The measurements were not particularly reliable, with retests over 6- to 12-month periods yielding varying results such that none of the test/retest cutoff points reached the cutoff for acceptable reliability.
The second study was an observational cohort study of the same 415 subjects. The researchers assessed the self-reported concussion history and the cumulative exposure to collision sports with serum levels of the above biomarkers. The only relationship between a biomarker history and self-reported concussions was higher baseline Abeta42, but that had a small effect size (P = .005). Among football players, there was no association between approximate number of head impacts and any baseline biomarker.
The third study looked at 31 subjects who had experienced a sports-related concussion, 29 of whom had had both a baseline and a postconcussion blood draw, and compared them with nonconcussed, demographically matched athletes.

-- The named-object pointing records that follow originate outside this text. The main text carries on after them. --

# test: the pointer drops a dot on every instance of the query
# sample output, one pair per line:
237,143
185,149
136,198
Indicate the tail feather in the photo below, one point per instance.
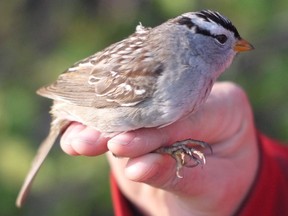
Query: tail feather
42,153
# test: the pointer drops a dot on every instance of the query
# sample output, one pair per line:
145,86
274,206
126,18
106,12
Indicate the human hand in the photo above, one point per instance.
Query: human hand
225,121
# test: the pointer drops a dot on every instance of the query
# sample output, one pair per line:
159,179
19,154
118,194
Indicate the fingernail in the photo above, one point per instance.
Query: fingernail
122,139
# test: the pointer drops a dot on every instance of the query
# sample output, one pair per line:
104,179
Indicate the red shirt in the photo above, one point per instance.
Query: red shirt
267,197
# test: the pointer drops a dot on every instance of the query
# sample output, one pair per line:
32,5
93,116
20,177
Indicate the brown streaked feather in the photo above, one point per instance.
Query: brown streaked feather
117,76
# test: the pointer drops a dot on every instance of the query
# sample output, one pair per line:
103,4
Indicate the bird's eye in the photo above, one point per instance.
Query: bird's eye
221,38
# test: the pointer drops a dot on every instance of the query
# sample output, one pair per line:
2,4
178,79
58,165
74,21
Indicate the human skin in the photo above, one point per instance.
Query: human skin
149,180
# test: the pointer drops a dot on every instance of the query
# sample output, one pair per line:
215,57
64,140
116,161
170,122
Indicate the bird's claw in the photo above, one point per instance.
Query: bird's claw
181,151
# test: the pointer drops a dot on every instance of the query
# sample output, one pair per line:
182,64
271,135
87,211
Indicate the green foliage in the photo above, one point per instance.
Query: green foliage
40,39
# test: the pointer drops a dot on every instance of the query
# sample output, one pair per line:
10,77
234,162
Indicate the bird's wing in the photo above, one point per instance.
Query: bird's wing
124,74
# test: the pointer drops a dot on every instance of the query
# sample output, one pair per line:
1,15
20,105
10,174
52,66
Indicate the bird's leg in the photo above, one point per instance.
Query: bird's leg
183,150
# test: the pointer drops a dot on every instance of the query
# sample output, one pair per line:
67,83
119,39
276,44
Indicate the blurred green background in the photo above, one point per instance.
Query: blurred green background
41,38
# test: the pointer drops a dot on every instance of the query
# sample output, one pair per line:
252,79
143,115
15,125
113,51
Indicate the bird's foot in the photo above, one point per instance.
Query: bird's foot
184,151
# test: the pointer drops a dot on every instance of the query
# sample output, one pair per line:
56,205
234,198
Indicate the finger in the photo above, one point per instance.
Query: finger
81,140
159,171
216,120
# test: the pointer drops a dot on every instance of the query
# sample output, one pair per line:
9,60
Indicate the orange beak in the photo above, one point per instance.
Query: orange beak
242,45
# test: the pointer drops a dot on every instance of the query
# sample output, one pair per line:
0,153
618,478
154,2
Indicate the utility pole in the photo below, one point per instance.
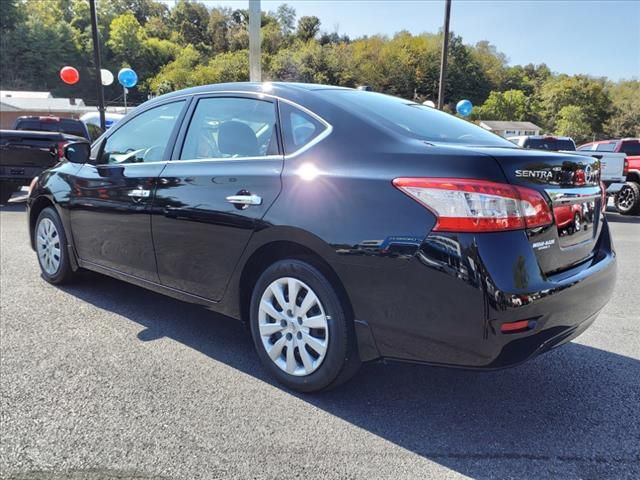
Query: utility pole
445,52
255,19
96,61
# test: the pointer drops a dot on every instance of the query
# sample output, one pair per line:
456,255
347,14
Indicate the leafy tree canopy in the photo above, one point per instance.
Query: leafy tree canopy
173,45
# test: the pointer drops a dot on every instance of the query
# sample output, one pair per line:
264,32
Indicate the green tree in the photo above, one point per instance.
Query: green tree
573,122
492,61
218,29
512,105
308,28
625,118
126,39
286,17
586,92
191,19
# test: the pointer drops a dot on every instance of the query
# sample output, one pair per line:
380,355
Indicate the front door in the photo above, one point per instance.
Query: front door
111,200
213,196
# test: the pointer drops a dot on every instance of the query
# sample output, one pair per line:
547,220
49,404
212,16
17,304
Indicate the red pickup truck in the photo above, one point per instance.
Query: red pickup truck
628,198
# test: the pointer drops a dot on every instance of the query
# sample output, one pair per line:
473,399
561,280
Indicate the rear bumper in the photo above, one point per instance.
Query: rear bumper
447,305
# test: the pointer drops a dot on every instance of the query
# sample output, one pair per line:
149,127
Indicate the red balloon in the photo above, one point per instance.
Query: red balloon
69,75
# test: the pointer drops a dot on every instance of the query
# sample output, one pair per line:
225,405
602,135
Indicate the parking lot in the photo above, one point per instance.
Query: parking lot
103,380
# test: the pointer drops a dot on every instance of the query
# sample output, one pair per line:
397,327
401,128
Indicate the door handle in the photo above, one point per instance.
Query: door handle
139,193
244,200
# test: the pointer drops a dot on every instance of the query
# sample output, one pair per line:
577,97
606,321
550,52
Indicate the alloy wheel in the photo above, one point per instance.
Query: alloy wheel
48,246
293,326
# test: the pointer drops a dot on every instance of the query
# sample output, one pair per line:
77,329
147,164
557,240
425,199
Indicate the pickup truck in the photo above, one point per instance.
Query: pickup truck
24,154
34,144
627,198
611,162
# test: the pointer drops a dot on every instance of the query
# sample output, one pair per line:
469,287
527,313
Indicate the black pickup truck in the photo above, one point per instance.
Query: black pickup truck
25,152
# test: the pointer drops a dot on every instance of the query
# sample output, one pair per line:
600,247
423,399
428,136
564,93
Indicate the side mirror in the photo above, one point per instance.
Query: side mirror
77,152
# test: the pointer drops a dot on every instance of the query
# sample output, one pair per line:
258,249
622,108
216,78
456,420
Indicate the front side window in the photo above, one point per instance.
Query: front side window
631,148
606,147
144,138
226,127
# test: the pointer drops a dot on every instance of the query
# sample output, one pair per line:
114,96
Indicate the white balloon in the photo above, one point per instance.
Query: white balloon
106,77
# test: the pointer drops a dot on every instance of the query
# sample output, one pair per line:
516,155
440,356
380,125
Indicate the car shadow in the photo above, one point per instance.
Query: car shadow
574,408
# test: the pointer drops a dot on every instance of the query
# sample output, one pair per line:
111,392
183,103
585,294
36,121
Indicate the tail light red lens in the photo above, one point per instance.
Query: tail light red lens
467,205
603,193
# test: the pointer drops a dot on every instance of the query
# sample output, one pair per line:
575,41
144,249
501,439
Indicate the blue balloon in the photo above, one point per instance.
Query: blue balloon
464,107
127,78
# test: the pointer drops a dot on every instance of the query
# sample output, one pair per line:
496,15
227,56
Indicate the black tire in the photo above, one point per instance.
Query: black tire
341,360
63,273
7,189
627,200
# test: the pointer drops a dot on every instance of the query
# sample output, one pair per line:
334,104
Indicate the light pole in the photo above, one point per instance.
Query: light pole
96,61
445,51
255,68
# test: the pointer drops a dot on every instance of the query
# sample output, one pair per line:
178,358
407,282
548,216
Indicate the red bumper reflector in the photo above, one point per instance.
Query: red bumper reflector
518,326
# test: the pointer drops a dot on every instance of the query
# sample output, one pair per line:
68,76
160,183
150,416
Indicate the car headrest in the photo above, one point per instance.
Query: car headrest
237,138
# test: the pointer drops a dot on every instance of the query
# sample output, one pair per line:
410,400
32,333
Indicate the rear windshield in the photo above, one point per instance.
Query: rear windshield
414,120
631,148
70,127
549,144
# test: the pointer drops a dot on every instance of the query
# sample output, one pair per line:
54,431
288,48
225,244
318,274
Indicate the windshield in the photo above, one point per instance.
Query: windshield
415,120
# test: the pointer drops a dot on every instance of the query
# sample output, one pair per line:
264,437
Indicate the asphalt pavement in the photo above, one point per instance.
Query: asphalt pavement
104,380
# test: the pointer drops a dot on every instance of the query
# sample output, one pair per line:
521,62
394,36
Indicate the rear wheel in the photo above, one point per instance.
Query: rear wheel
7,189
51,247
300,328
627,200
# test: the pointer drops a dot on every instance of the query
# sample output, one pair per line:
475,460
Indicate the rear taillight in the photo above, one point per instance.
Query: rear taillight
603,200
464,205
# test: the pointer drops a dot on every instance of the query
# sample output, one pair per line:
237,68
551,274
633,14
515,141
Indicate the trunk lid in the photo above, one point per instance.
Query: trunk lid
571,183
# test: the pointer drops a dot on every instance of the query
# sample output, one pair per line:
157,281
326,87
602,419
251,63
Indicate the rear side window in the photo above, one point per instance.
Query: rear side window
144,138
549,144
225,127
606,147
631,148
72,127
298,128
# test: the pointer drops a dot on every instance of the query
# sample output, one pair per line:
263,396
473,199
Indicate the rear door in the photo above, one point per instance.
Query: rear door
572,184
224,177
110,204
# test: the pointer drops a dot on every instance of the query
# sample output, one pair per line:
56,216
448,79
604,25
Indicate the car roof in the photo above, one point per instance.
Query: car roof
283,89
598,142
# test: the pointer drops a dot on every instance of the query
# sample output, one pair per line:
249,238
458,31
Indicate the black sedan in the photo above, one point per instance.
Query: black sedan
341,225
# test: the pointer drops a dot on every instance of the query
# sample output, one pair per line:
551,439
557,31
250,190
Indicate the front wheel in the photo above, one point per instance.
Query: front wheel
300,328
51,247
627,200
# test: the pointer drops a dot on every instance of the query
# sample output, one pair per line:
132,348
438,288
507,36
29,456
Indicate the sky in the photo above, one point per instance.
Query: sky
597,37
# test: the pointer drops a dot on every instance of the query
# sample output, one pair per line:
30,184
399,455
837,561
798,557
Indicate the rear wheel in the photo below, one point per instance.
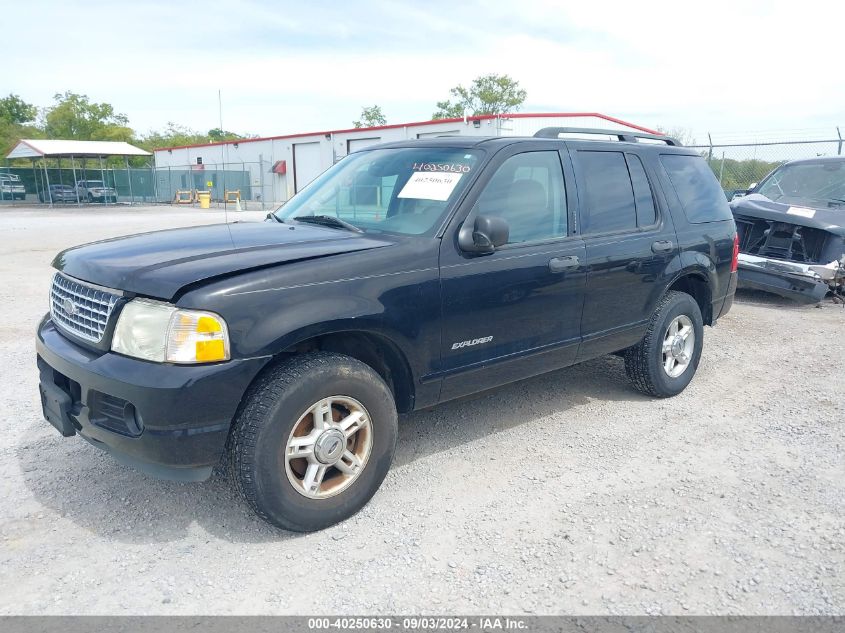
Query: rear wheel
313,441
663,363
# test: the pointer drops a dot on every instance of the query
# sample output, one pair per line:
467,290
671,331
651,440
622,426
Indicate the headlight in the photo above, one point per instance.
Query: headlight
157,331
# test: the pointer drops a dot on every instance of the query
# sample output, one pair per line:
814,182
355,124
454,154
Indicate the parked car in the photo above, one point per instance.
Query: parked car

Of all the biomarkers studied, only levels of S100B rose following a concussion, with 67% of concussed subjects experiencing such a change (P = .003). When the researchers restricted the analysis to subjects who had a blood draw within 4 hours of the concussion, 88% of the tests showed an increase (P = .001). UCH-L1 also rose in 86% of subjects, but this change was not significant after adjustment for multiple comparisons (P greater than .007).
Compared with controls, concussed individuals had significantly higher levels of Abeta42, total tau, S100B, and GFAP. Of the concussed patients, 79.4% had Abeta42 levels higher than the median of controls, 67.6% had higher levels of total tau than the median of controls, and 83.3% had higher levels of S100B. Restriction of analysis to blood drawn within 4 hours of the injury yielded values of 81.3%, 75.0%, and 88.2%, respectively.

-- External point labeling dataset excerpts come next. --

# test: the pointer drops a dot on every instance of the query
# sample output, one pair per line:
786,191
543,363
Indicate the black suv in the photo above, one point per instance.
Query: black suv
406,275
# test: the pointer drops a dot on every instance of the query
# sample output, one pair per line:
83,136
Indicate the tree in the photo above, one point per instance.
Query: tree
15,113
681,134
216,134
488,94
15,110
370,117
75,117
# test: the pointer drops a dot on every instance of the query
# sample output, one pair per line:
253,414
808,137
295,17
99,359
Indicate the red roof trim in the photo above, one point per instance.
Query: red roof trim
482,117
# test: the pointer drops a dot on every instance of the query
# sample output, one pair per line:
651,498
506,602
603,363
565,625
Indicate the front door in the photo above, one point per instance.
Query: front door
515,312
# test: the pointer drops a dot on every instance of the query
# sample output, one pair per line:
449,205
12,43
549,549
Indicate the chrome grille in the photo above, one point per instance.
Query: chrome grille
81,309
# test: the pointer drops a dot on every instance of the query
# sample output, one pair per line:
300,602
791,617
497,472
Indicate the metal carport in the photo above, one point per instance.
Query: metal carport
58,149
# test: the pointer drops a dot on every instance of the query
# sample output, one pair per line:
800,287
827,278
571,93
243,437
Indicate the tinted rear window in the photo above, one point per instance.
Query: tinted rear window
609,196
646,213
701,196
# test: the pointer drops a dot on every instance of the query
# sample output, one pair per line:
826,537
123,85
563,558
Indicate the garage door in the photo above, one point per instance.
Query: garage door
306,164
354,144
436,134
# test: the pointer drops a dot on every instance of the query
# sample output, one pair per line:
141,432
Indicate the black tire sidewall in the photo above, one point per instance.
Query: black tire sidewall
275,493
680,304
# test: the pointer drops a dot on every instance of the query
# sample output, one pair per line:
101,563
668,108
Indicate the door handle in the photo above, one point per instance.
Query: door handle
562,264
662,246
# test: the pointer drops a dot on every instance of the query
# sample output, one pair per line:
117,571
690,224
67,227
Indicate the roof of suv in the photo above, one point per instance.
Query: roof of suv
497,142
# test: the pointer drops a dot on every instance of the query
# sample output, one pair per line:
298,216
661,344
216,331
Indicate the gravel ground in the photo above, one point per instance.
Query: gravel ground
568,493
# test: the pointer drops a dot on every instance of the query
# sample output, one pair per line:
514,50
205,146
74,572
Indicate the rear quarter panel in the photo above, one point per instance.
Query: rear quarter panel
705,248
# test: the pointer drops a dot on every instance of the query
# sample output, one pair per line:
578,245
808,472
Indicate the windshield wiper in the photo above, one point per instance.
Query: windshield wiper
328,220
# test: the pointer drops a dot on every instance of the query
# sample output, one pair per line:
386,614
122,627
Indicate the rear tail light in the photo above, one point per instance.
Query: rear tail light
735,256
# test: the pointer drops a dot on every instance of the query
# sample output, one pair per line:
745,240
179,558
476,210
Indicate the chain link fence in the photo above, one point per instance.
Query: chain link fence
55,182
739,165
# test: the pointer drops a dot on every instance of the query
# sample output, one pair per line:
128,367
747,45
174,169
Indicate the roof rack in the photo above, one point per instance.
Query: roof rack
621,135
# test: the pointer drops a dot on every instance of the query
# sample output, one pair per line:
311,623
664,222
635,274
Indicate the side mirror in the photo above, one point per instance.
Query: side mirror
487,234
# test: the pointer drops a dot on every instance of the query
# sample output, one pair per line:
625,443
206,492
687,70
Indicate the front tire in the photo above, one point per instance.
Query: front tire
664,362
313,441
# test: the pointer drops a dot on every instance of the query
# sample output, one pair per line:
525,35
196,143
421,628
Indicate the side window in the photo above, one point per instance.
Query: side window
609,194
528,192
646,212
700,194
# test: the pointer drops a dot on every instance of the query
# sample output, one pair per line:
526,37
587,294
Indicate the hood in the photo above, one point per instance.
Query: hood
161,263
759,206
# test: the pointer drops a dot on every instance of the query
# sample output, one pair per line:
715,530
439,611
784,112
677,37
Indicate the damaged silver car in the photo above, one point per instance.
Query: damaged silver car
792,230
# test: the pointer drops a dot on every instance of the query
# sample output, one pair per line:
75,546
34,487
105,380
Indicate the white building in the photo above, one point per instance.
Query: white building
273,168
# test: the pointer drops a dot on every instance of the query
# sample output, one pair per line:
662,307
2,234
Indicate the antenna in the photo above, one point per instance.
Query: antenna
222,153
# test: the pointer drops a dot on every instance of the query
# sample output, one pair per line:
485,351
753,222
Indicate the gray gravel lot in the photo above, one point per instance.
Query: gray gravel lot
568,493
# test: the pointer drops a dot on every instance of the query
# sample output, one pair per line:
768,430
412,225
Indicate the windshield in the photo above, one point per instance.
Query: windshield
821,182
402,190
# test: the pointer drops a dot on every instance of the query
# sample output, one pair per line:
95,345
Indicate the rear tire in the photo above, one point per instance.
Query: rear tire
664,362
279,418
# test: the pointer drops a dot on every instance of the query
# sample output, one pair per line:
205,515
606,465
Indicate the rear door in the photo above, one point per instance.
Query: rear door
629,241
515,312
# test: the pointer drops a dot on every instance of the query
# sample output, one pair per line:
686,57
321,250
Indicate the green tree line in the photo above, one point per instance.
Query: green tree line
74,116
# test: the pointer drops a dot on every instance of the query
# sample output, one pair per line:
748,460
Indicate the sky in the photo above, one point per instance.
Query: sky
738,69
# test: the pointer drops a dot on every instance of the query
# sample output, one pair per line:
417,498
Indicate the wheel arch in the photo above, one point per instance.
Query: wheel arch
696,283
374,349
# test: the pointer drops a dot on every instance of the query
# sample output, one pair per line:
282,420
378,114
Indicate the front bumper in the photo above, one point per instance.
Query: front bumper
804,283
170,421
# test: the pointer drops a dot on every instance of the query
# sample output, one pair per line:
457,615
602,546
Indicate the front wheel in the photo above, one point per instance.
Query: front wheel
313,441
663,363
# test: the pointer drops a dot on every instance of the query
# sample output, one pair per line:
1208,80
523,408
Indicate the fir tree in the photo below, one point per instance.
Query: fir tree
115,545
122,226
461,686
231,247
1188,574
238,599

When limited to blood draws taken within 4 hours of injury, the researchers found fair diagnostic accuracy for measurements of Abeta42 (area under the curve, 0.75; 95% confidence interval, 0.59-0.91), total tau (AUC, 0.74; 95% CI, 0.58-0.90), and S100B (AUC, 0.75; 95% CI, 0.64-0.85). Abeta42 concentrations higher than 13.7 pg/mL were 75.0% sensitive and 82.4% specific to a sports-related concussion. Total tau concentrations higher than 1.7 pg/mL detected sports-related concussions at 75.0% sensitivity and 66.3% specificity, with acceptable diagnostic accuracy for white subjects (AUC, 0.82, 95% CI, 0.72-0.93). Also for white participants, S100B concentrations higher than 53 pg/mL predicted sports-related concussions with 83.3% sensitivity and 74.6% specificity.
The researchers found no associations between biomarkers and performance on clinical tests or time away from sports.
SOURCE: BM Asken et al. Neurology. 2018. doi: 10.1212/WNL.0000000000006613.
FROM NEUROLOGY
Key clinical point: Serum biomarkers show promise in concussion diagnosis, but much work remains.
Major finding: Serum levels of Abeta42, total tau, and S100B were elevated after concussions.
Study details: Prospective studies on 415 college athletes.
Disclosures: The study was funded by the Head Health Initiative, Banyan Biomarkers, and the United States Army Medical Research and Materiel Command.